Gallery 2: Tinkering
Explore your creativity and our curious contraptions.
Making things and developing ideas by hand helps us construct understanding. Slow down, settle in, and make something personally meaningful—from playful contraptions to surprising connections between mechanical systems and natural phenomena.
A tall, fanciful, interactive Tinkerer’s Clock towers over Gallery 2, welcoming you to a public workshop area where you can make, build, or tinker, either alone or with others, as a way of exploring the world and your own creativity. Here, familiar materials are used in unfamiliar ways, and exhibits highlight the beauty—and, sometimes, whimsy—of scientific complexity and discovery.
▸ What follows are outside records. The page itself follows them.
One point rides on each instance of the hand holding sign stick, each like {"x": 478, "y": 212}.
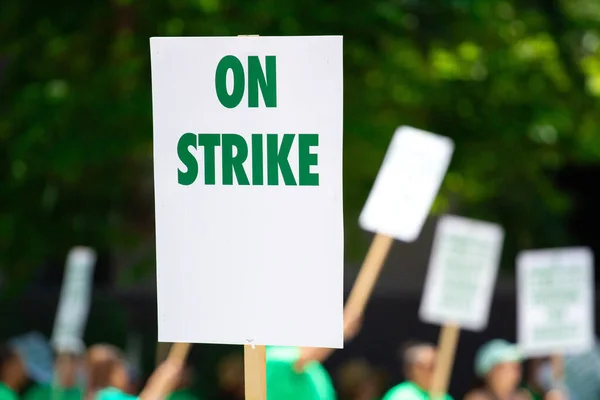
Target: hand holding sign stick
{"x": 447, "y": 343}
{"x": 357, "y": 301}
{"x": 462, "y": 272}
{"x": 406, "y": 185}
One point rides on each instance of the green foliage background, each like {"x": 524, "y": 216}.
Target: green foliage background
{"x": 514, "y": 83}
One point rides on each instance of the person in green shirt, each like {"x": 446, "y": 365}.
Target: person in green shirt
{"x": 286, "y": 382}
{"x": 13, "y": 374}
{"x": 160, "y": 384}
{"x": 419, "y": 362}
{"x": 65, "y": 385}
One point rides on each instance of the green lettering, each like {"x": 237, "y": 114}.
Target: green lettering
{"x": 209, "y": 141}
{"x": 234, "y": 164}
{"x": 257, "y": 160}
{"x": 306, "y": 159}
{"x": 183, "y": 151}
{"x": 230, "y": 63}
{"x": 267, "y": 82}
{"x": 277, "y": 159}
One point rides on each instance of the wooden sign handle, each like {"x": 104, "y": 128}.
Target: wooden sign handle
{"x": 255, "y": 362}
{"x": 445, "y": 359}
{"x": 255, "y": 372}
{"x": 557, "y": 363}
{"x": 179, "y": 352}
{"x": 359, "y": 296}
{"x": 368, "y": 274}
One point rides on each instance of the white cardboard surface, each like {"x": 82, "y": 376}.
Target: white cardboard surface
{"x": 408, "y": 181}
{"x": 462, "y": 272}
{"x": 555, "y": 301}
{"x": 75, "y": 298}
{"x": 249, "y": 264}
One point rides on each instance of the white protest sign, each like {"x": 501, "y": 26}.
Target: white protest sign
{"x": 555, "y": 302}
{"x": 462, "y": 272}
{"x": 248, "y": 187}
{"x": 408, "y": 181}
{"x": 75, "y": 298}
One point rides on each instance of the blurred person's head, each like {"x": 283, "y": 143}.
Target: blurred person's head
{"x": 106, "y": 367}
{"x": 418, "y": 359}
{"x": 67, "y": 367}
{"x": 12, "y": 369}
{"x": 357, "y": 380}
{"x": 498, "y": 364}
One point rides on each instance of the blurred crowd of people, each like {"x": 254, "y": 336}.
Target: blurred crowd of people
{"x": 102, "y": 372}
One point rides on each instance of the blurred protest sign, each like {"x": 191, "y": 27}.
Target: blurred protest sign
{"x": 399, "y": 202}
{"x": 74, "y": 303}
{"x": 555, "y": 302}
{"x": 459, "y": 285}
{"x": 248, "y": 186}
{"x": 408, "y": 181}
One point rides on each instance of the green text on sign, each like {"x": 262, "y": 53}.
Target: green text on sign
{"x": 266, "y": 81}
{"x": 234, "y": 155}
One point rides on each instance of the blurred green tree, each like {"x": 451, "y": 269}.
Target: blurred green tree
{"x": 514, "y": 83}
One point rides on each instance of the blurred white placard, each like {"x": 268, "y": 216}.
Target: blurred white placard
{"x": 462, "y": 272}
{"x": 408, "y": 181}
{"x": 555, "y": 301}
{"x": 75, "y": 297}
{"x": 248, "y": 187}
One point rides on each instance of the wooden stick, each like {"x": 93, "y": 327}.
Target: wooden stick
{"x": 179, "y": 352}
{"x": 445, "y": 359}
{"x": 255, "y": 361}
{"x": 255, "y": 372}
{"x": 557, "y": 363}
{"x": 368, "y": 274}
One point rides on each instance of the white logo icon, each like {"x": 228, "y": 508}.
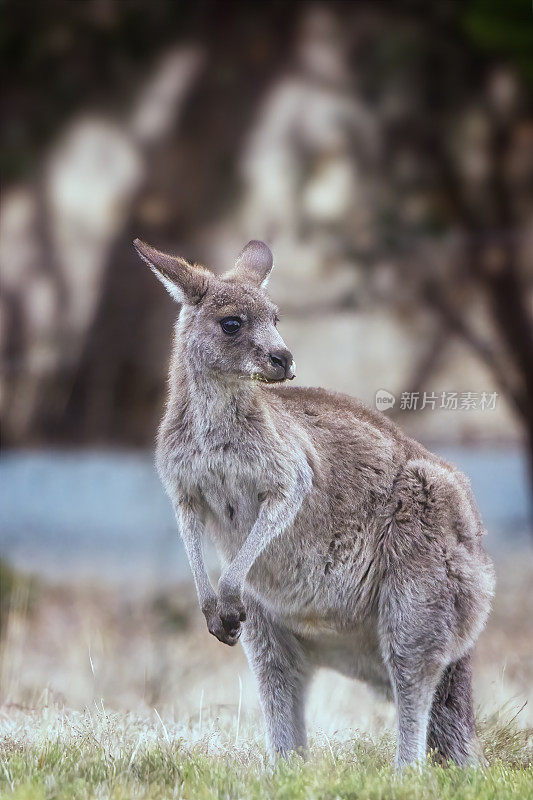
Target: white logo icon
{"x": 384, "y": 400}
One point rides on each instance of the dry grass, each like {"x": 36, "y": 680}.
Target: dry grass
{"x": 107, "y": 693}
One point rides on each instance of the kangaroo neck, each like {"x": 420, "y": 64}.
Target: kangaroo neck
{"x": 214, "y": 403}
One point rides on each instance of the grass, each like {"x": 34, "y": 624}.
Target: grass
{"x": 118, "y": 694}
{"x": 80, "y": 756}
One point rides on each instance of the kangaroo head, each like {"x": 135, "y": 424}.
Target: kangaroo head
{"x": 227, "y": 324}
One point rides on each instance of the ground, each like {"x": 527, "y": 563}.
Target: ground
{"x": 121, "y": 693}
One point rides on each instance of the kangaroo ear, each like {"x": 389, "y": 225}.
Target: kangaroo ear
{"x": 253, "y": 265}
{"x": 183, "y": 281}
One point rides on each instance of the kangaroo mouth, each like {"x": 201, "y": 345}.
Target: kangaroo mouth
{"x": 260, "y": 378}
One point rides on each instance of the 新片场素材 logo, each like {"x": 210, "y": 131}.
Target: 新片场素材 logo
{"x": 384, "y": 400}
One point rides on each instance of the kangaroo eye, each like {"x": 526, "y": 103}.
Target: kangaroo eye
{"x": 230, "y": 325}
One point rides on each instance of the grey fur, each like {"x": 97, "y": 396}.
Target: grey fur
{"x": 343, "y": 542}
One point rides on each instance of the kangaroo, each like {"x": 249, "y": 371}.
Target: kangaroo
{"x": 343, "y": 542}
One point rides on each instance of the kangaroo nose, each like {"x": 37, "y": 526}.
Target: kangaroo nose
{"x": 282, "y": 360}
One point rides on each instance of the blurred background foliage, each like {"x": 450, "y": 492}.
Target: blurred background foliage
{"x": 384, "y": 150}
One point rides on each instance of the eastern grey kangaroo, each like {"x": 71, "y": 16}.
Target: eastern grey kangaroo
{"x": 343, "y": 542}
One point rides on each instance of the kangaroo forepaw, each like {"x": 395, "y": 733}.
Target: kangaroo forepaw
{"x": 225, "y": 622}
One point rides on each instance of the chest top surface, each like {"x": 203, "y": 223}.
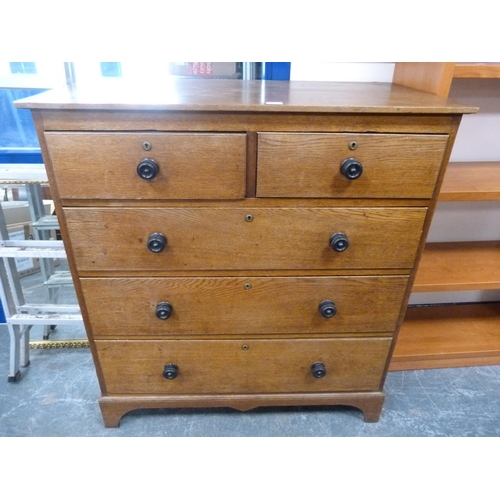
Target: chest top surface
{"x": 245, "y": 96}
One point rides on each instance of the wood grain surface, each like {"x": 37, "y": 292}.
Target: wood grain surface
{"x": 222, "y": 238}
{"x": 242, "y": 366}
{"x": 234, "y": 306}
{"x": 191, "y": 166}
{"x": 308, "y": 165}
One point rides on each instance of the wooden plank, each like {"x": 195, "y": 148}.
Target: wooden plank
{"x": 263, "y": 96}
{"x": 433, "y": 77}
{"x": 459, "y": 266}
{"x": 471, "y": 181}
{"x": 448, "y": 336}
{"x": 477, "y": 70}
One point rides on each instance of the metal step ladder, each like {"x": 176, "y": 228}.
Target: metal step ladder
{"x": 21, "y": 316}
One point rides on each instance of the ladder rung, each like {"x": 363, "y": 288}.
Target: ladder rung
{"x": 48, "y": 309}
{"x": 46, "y": 223}
{"x": 44, "y": 319}
{"x": 32, "y": 248}
{"x": 59, "y": 278}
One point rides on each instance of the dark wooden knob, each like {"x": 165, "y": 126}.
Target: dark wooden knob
{"x": 351, "y": 168}
{"x": 147, "y": 169}
{"x": 318, "y": 370}
{"x": 164, "y": 310}
{"x": 327, "y": 309}
{"x": 339, "y": 242}
{"x": 170, "y": 371}
{"x": 157, "y": 242}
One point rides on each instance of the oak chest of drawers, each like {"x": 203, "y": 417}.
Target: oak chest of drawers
{"x": 240, "y": 243}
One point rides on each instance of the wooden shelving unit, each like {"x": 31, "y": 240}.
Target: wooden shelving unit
{"x": 441, "y": 336}
{"x": 477, "y": 70}
{"x": 449, "y": 336}
{"x": 471, "y": 181}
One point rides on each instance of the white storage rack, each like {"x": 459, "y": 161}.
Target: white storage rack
{"x": 21, "y": 316}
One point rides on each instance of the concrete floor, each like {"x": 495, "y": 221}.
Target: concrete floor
{"x": 57, "y": 396}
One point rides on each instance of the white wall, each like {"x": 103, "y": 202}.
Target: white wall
{"x": 478, "y": 139}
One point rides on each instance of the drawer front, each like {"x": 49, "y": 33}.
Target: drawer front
{"x": 189, "y": 165}
{"x": 242, "y": 366}
{"x": 115, "y": 239}
{"x": 244, "y": 305}
{"x": 309, "y": 165}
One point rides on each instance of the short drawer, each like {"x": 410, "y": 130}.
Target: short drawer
{"x": 309, "y": 165}
{"x": 243, "y": 305}
{"x": 116, "y": 239}
{"x": 242, "y": 366}
{"x": 148, "y": 165}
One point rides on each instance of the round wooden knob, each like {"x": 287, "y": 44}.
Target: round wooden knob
{"x": 164, "y": 310}
{"x": 157, "y": 242}
{"x": 327, "y": 309}
{"x": 318, "y": 370}
{"x": 170, "y": 371}
{"x": 147, "y": 169}
{"x": 339, "y": 242}
{"x": 351, "y": 168}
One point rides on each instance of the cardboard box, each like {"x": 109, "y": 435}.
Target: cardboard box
{"x": 207, "y": 69}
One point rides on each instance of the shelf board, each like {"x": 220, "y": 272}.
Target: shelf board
{"x": 471, "y": 181}
{"x": 448, "y": 336}
{"x": 477, "y": 70}
{"x": 459, "y": 266}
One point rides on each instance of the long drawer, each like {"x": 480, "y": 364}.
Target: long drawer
{"x": 116, "y": 239}
{"x": 188, "y": 165}
{"x": 241, "y": 366}
{"x": 259, "y": 305}
{"x": 309, "y": 165}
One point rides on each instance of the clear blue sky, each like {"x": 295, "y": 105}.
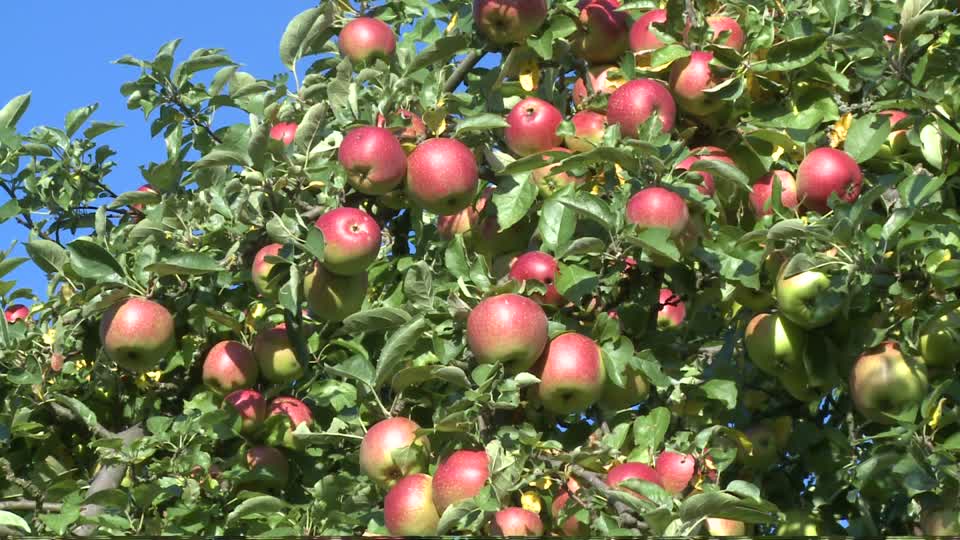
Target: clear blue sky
{"x": 62, "y": 52}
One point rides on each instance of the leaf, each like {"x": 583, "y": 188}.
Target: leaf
{"x": 866, "y": 135}
{"x": 185, "y": 264}
{"x": 396, "y": 348}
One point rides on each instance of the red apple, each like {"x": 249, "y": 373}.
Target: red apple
{"x": 509, "y": 21}
{"x": 603, "y": 35}
{"x": 442, "y": 176}
{"x": 588, "y": 129}
{"x": 351, "y": 240}
{"x": 365, "y": 38}
{"x": 508, "y": 329}
{"x": 689, "y": 77}
{"x": 539, "y": 266}
{"x": 657, "y": 207}
{"x": 633, "y": 103}
{"x": 641, "y": 37}
{"x": 825, "y": 171}
{"x": 533, "y": 127}
{"x": 374, "y": 160}
{"x": 460, "y": 477}
{"x": 762, "y": 190}
{"x": 229, "y": 366}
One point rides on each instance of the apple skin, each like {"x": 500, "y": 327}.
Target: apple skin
{"x": 351, "y": 240}
{"x": 408, "y": 508}
{"x": 689, "y": 77}
{"x": 137, "y": 334}
{"x": 884, "y": 382}
{"x": 508, "y": 329}
{"x": 600, "y": 80}
{"x": 251, "y": 407}
{"x": 378, "y": 445}
{"x": 333, "y": 298}
{"x": 542, "y": 267}
{"x": 572, "y": 374}
{"x": 515, "y": 521}
{"x": 375, "y": 162}
{"x": 676, "y": 471}
{"x": 442, "y": 176}
{"x": 641, "y": 38}
{"x": 272, "y": 461}
{"x": 509, "y": 21}
{"x": 762, "y": 191}
{"x": 940, "y": 341}
{"x": 261, "y": 268}
{"x": 366, "y": 38}
{"x": 603, "y": 38}
{"x": 707, "y": 185}
{"x": 774, "y": 344}
{"x": 229, "y": 366}
{"x": 275, "y": 356}
{"x": 672, "y": 311}
{"x": 16, "y": 313}
{"x": 825, "y": 171}
{"x": 633, "y": 103}
{"x": 657, "y": 207}
{"x": 588, "y": 129}
{"x": 284, "y": 132}
{"x": 532, "y": 128}
{"x": 807, "y": 299}
{"x": 460, "y": 477}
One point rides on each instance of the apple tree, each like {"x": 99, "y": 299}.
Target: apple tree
{"x": 513, "y": 267}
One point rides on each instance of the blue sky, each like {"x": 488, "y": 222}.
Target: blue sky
{"x": 62, "y": 53}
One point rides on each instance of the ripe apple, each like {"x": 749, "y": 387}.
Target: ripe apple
{"x": 588, "y": 129}
{"x": 408, "y": 508}
{"x": 284, "y": 132}
{"x": 460, "y": 477}
{"x": 16, "y": 312}
{"x": 229, "y": 366}
{"x": 442, "y": 176}
{"x": 508, "y": 329}
{"x": 707, "y": 185}
{"x": 271, "y": 466}
{"x": 515, "y": 521}
{"x": 275, "y": 355}
{"x": 365, "y": 38}
{"x": 603, "y": 35}
{"x": 940, "y": 341}
{"x": 251, "y": 407}
{"x": 379, "y": 444}
{"x": 603, "y": 80}
{"x": 374, "y": 160}
{"x": 657, "y": 207}
{"x": 774, "y": 344}
{"x": 331, "y": 297}
{"x": 633, "y": 103}
{"x": 762, "y": 191}
{"x": 261, "y": 268}
{"x": 883, "y": 382}
{"x": 532, "y": 128}
{"x": 641, "y": 37}
{"x": 807, "y": 299}
{"x": 672, "y": 310}
{"x": 509, "y": 21}
{"x": 351, "y": 240}
{"x": 542, "y": 267}
{"x": 676, "y": 470}
{"x": 825, "y": 171}
{"x": 137, "y": 334}
{"x": 572, "y": 374}
{"x": 689, "y": 77}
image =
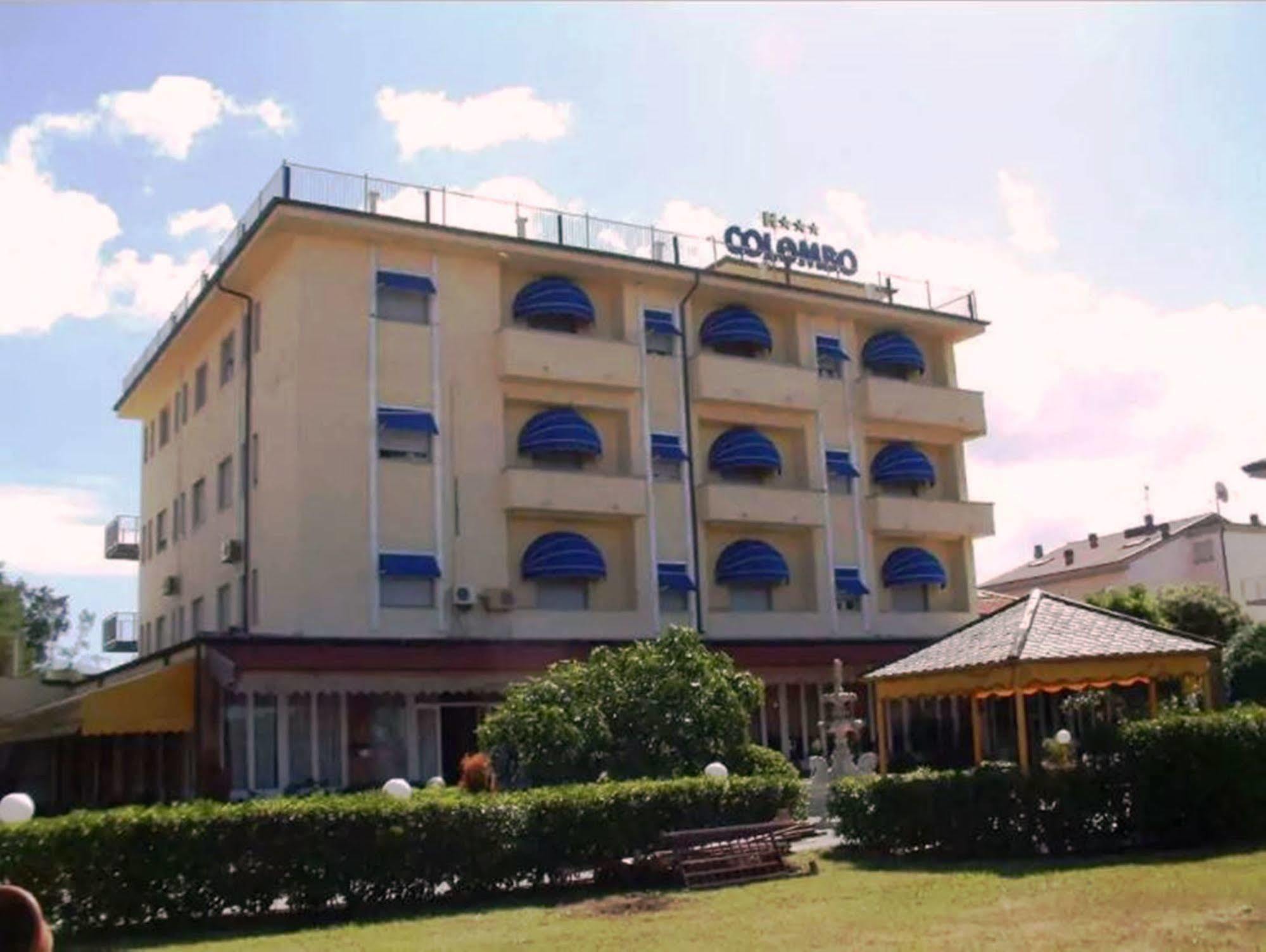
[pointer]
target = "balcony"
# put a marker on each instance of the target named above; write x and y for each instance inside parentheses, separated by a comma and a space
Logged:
(119, 632)
(922, 404)
(123, 538)
(567, 492)
(754, 381)
(937, 518)
(760, 505)
(566, 359)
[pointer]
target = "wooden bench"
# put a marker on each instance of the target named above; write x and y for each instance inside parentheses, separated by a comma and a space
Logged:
(719, 856)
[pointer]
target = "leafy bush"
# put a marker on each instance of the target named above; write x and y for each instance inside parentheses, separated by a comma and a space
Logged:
(659, 708)
(108, 869)
(1175, 782)
(1246, 665)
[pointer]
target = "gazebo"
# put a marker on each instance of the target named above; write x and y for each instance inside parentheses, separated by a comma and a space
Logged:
(1041, 644)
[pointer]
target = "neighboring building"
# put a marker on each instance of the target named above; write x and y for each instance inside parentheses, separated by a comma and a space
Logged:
(1206, 550)
(390, 466)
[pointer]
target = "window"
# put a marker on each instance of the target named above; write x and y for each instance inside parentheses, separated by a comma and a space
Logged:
(562, 594)
(911, 598)
(661, 342)
(224, 484)
(234, 741)
(666, 470)
(199, 514)
(223, 604)
(405, 304)
(263, 726)
(200, 388)
(404, 445)
(228, 359)
(407, 592)
(751, 598)
(674, 600)
(299, 723)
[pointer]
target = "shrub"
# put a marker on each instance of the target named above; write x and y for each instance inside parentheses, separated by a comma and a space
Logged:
(1175, 782)
(1246, 665)
(478, 777)
(109, 869)
(659, 708)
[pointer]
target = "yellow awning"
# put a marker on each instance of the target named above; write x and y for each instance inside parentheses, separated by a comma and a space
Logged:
(157, 703)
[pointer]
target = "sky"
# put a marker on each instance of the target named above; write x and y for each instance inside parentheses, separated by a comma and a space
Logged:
(1092, 171)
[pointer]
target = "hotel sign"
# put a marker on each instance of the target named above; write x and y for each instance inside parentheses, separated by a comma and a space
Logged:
(787, 250)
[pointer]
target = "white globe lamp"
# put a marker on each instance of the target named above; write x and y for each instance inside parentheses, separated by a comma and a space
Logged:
(398, 789)
(16, 808)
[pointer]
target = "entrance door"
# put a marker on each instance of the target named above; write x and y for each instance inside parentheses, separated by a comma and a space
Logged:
(457, 726)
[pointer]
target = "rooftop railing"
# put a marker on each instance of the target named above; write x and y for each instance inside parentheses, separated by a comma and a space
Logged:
(513, 219)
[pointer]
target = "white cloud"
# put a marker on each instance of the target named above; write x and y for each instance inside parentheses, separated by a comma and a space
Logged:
(215, 220)
(432, 120)
(1027, 215)
(176, 109)
(54, 531)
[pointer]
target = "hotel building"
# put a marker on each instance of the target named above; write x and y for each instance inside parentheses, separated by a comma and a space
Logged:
(402, 447)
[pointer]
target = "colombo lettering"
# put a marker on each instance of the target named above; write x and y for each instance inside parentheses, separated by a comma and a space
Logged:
(752, 243)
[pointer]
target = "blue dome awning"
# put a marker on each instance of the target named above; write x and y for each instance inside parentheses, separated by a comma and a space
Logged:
(674, 576)
(849, 580)
(562, 555)
(911, 565)
(402, 281)
(403, 565)
(560, 431)
(660, 322)
(744, 448)
(754, 562)
(554, 298)
(408, 418)
(668, 446)
(736, 326)
(893, 351)
(903, 464)
(831, 347)
(840, 462)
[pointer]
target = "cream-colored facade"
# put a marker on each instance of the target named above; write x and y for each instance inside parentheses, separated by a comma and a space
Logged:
(315, 505)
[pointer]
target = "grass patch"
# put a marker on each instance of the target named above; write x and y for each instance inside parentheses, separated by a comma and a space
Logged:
(1137, 902)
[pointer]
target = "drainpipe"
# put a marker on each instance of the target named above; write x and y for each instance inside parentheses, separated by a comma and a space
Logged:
(247, 364)
(690, 456)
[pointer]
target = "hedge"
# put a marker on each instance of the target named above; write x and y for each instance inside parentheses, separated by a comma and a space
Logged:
(108, 869)
(1181, 780)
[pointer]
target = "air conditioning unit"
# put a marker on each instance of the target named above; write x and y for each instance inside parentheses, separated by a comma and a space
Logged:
(498, 599)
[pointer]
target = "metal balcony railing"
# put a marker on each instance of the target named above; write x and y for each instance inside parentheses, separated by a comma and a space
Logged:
(123, 538)
(513, 219)
(119, 632)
The Tinkering Studio is the heart of this gallery. In this immersive space, visitors use tools and materials to explore the intersection of science, art, and technology. We try experiments for the first time, or play along with other makers and artists. Whether expert of novice, we’re all learning together by making something that is personally meaningful.
Adjacent to the gallery is the museum’s exhibit-building workshop, where most of our exhibits are made. Open to public view, you’ll see our staff working with a variety of materials—woodworking tools, drills, and lathes, for example—and some of our exhibits in various stages of development.
The Learning Studio is also in the gallery space. It serves as a research-and-development lab for staff and artists/collaborators. Here, we try things out, make mistakes, get excited, become delighted, and every now and then stumble on to something great that we share with visitors in the Tinkering Studio and in professional development workshops for teachers and museum educators.